More weighted seven-foot javelins arched out, and more and more. The wedges moved ahead at a pounding trot with the fanwise crests of the centurions and the banners at the front. At the double-pace, shields up with each man the regulation three feet from his neighbor, the sharp points of the gladii flickering by each man’s side. You expected a thud when the masses struck, but instead there was a long scream from tens of thousands of throats, like some great beast calling—half rage, half pain and panic at naked death approaching.

Then the legionnaires were fighting as they endlessly drilled, at quarters too close for the long thrusting spears or chopping swords of the enemy to be used at their best. Smash with the scutum shield, often punching for the face with the metal boss, or slamming the iron-sheathed edge of the twenty-pound weight down on a foot or up under a chin, or a lunging at a knee. Or a sideways sweep to hook the smaller, lighter barbarian shields aside, or a shoulder-in buffeting to knock the other man back on his heels.

Then the gladii flickered out, economical upward stabs for the gut or crotch, less often a stooping, hocking strike at knee or ankle with the shield held up, now and then a thrust to the throat or face. This wasn’t like the one-on-one melees that Hollywood had loved to show; the Roman wedges put two on one as often as not, and the Roman soldiers acted in a unison that was like a monster with ten thousand barbed tentacles.

Ten minutes, and a rippling all along the long front of death as the first rank rotated backward and the fresh men of the second rank stepped forward while the men who’d fought first recovered their breath eight files back.

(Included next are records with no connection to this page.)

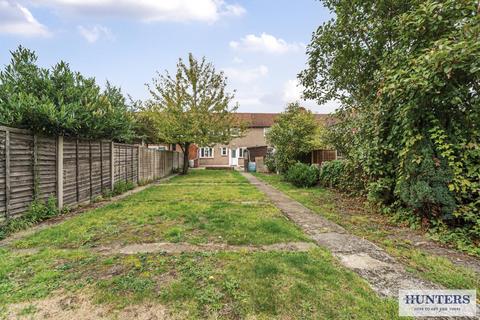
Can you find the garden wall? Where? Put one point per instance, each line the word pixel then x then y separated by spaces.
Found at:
pixel 71 170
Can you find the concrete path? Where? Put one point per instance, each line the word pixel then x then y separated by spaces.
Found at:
pixel 383 273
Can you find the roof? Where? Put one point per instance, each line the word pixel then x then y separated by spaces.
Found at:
pixel 265 120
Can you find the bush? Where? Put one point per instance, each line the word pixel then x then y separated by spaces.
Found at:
pixel 38 211
pixel 343 175
pixel 302 175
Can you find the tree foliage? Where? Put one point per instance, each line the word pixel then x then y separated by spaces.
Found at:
pixel 192 106
pixel 408 75
pixel 59 101
pixel 294 134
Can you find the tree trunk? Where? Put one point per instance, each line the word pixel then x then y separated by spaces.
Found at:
pixel 186 150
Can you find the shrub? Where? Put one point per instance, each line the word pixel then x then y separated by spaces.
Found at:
pixel 342 175
pixel 38 211
pixel 302 175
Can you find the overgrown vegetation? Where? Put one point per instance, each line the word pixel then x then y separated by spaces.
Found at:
pixel 37 212
pixel 203 206
pixel 407 73
pixel 182 105
pixel 59 101
pixel 395 238
pixel 302 175
pixel 293 135
pixel 342 175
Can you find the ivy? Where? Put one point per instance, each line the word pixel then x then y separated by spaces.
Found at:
pixel 410 116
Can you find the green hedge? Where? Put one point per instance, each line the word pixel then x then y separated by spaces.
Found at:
pixel 302 175
pixel 342 175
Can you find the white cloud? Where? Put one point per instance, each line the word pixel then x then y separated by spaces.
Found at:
pixel 18 20
pixel 292 91
pixel 265 43
pixel 94 33
pixel 151 10
pixel 245 75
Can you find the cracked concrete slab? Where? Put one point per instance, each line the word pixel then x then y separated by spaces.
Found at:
pixel 384 274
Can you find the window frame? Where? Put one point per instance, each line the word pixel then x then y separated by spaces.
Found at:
pixel 203 155
pixel 241 152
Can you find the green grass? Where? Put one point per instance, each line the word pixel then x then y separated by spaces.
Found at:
pixel 233 214
pixel 222 207
pixel 269 285
pixel 376 228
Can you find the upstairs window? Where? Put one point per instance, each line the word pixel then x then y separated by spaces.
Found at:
pixel 241 152
pixel 206 152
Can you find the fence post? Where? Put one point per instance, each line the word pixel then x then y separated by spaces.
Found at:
pixel 77 171
pixel 7 174
pixel 90 159
pixel 112 165
pixel 60 172
pixel 101 166
pixel 138 163
pixel 35 168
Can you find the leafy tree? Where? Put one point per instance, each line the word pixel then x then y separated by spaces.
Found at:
pixel 293 135
pixel 192 107
pixel 408 75
pixel 59 101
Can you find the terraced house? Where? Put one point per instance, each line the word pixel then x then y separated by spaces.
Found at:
pixel 233 153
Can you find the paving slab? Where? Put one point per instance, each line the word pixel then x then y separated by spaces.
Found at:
pixel 384 274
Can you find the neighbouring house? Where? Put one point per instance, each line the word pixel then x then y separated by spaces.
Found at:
pixel 233 153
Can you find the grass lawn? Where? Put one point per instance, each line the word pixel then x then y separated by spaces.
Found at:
pixel 376 228
pixel 225 285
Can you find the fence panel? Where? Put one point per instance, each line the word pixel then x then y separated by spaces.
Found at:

A trickle of wounded going to the rear, but surprisingly few.

Smash-stab-chop, smash-stab-chop . . . 

And I’m watching why Rome ruled a third of the human race for centuries. They’re impressive at any aspect of campaigning, but this is what it’s all for.

“Dung to our pitchforks,” Fronto repeated. “They’ll break now, but not before every second or third of them die. Then the cavalry goes in and they can pursue for days.”

In the next twenty minutes, a third of the barbarian host, a third of the ones who’d made it over the killing ground so far, died or went down bleeding and screaming. The metallic copper-iron-seawater stink of blood was stunning, and the ground would be muddy with it at the line of contact.

The toothed line of the legions moved forward, the rear ranks finishing off the writhing enemy wounded as they passed if they looked at all dangerous, often with a casual stamp of a hobnailed sandal boot or downward stroke with a shield. More and more of the enemy were melting away, running or limping back the way they came, an increasing thick scatter of Germanii backs presented to their view. The rest were backing up faster and faster, and looking over their shoulders more and more.

The problem with not being able to face death any more is that running away leaves you with your back to it.

Which meant a case of damned if you do . . . 

Fronto shifted his telescope to his left hand and waved.

The brass scream sounded again: Cavalry, general pursuit!

 . . . and damned if you don’t.

A rumble in the earth as thousands upon thousands of iron-shod hooves pounded down, and the alae—regiments—swept forward in two horns to encircle and hold, their silk dragon banners hissing with the gathering speed until the horns met a half mile behind the line of contact.

The points of the lances dipped as they went, taking running men in the back . . . and behind them the saw of wedges advanced, smash-stab-chop-smash . . . 

Fronto looked over at the Emperor.

“Sir, this will be as great a victory as Roman arms have ever won in a single day! They’ll surrender within a month, as soon as we can find someone who can surrender the women, children and the ones who ran first. The Marcomanni and Quadi won’t have anyone left to fight with. And there were just enough fugitives that this tale will be carried and sow terror and beshat barbarian trousers all the way from here to the German Sea.”

Marcus Aurelius closed his eyes and sighed again, looking older than Artorius remembered him.

“Peace,” he said after a moment. “Won by bloody work, but peace.”